Yorc Client CLI Configuration

This section is dedicated to the CLI part of yorc that covers everything except the server configuration detailed above. It focus on configuration options commons to all the commands. Sub commands may have additional options please use the cli help command to see them.

Just like for its server part Yorc Client CLI has various configuration options that could be specified either by command-line flags, configuration file or environment variables.

If an option is specified several times using flags, environment and config file, command-line flag will have the precedence then the environment variable and finally the value defined in the configuration file.

Command-line options

  • --ca_file: This provides a file path to a PEM-encoded certificate authority. This implies the use of HTTPS to connect to the Yorc REST API.
  • --ca_path: Path to a directory of PEM-encoded certificates authorities. This implies the use of HTTPS to connect to the Yorc REST API.
  • --cert_file: File path to a PEM-encoded client certificate used to authenticate to the Yorc API. This must be provided along with key-file. If one of key-file or cert-file is not provided then SSL authentication is disabled.
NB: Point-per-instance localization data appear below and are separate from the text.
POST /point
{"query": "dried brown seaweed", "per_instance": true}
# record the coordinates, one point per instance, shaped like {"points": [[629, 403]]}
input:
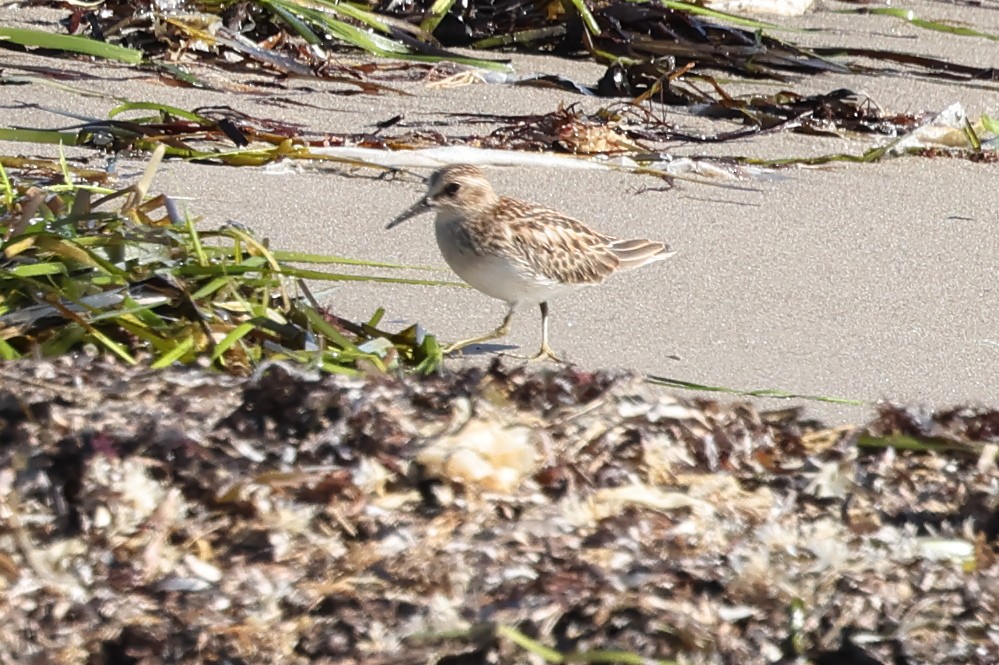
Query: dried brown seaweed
{"points": [[297, 518]]}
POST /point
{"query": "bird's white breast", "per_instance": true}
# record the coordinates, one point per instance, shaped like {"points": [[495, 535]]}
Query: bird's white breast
{"points": [[502, 277]]}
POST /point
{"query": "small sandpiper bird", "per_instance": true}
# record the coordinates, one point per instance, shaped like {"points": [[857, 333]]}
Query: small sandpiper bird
{"points": [[519, 252]]}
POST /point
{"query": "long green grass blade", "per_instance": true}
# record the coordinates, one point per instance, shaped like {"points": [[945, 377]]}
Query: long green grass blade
{"points": [[178, 352], [773, 393], [909, 16], [41, 136], [165, 109], [57, 42]]}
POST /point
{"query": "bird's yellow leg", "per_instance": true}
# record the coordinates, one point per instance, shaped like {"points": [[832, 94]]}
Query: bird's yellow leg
{"points": [[503, 329], [546, 352]]}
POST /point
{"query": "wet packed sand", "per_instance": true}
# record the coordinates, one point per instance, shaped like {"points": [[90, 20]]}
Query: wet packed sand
{"points": [[864, 282]]}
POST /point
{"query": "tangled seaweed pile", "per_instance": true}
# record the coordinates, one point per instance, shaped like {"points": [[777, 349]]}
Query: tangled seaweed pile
{"points": [[499, 516]]}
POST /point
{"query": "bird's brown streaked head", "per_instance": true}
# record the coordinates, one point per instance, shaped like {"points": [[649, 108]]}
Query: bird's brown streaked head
{"points": [[457, 189]]}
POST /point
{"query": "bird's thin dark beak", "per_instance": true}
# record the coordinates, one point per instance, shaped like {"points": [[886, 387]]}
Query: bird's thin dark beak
{"points": [[418, 208]]}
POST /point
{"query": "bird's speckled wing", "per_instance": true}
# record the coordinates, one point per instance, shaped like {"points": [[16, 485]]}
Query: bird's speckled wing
{"points": [[550, 244]]}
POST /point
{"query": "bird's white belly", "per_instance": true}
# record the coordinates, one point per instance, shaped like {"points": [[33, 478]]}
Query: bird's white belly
{"points": [[497, 276]]}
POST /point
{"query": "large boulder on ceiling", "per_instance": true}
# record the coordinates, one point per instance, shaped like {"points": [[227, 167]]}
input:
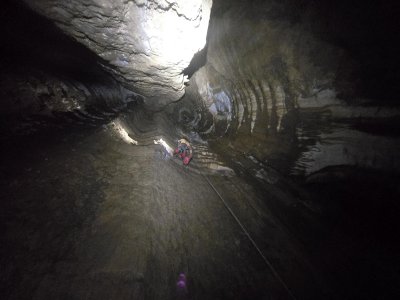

If both cert-file and key-file are provided this implies the use of HTTPS to connect to the Yorc REST API.
  • -c or --config: config file (default is /etc/yorc/yorc-client.[json|yaml])
  • --key_file: File path to a PEM-encoded client private key used to authenticate to the Yorc API. This must be provided along with cert-file. If one of key-file or cert-file is not provided then SSL authentication is disabled. If both cert-file and key-file are provided this implies the use of HTTPS to connect to the Yorc REST API.
  • --skip_tls_verify: Controls whether a client verifies the server’s certificate chain and host name. If set to true, TLS accepts any certificate presented by the server and any host name in that certificate. In this mode, TLS is susceptible to man-in-the-middle attacks. This should be used only for testing. This implies the use of HTTPS to connect to the Yorc REST API.
  • -s or --ssl_enabled: Use HTTPS to connect to the Yorc REST API. This is automatically implied if one of --ca_file, --ca_path, --cert_file, --key_file or --skip_tls_verify is provided.
  • --yorc_api: specify the host and port used to join the Yorc’ REST API (default “localhost:8800”)

Configuration files

Configuration files are either JSON or YAML formatted as a single object containing the following configuration options. By default Yorc will look for a file named yorc-client.json or yorc-client.yaml in /etc/yorc directory then if not found in the current directory. The –config command line flag allows to specify an alternative configuration file.

  • ca_file: Equivalent to –ca_file command-line flag.
  • ca_path: Equivalent to –ca_path command-line flag.
  • key_file: Equivalent to –key_file command-line flag.
  • yorc_api: Equivalent to –yorc_api command-line flag.

Environment variables

  • YORC_CA_FILE: Equivalent to –ca_file command-line flag.
  • YORC_CA_PATH: Equivalent to –ca_path command-line flag.
  • YORC_CERT_FILE: Equivalent to –cert_file command-line flag.
  • YORC_KEY_FILE: Equivalent to –key_file command-line flag.
  • YORC_API: Equivalent to –yorc_api command-line flag.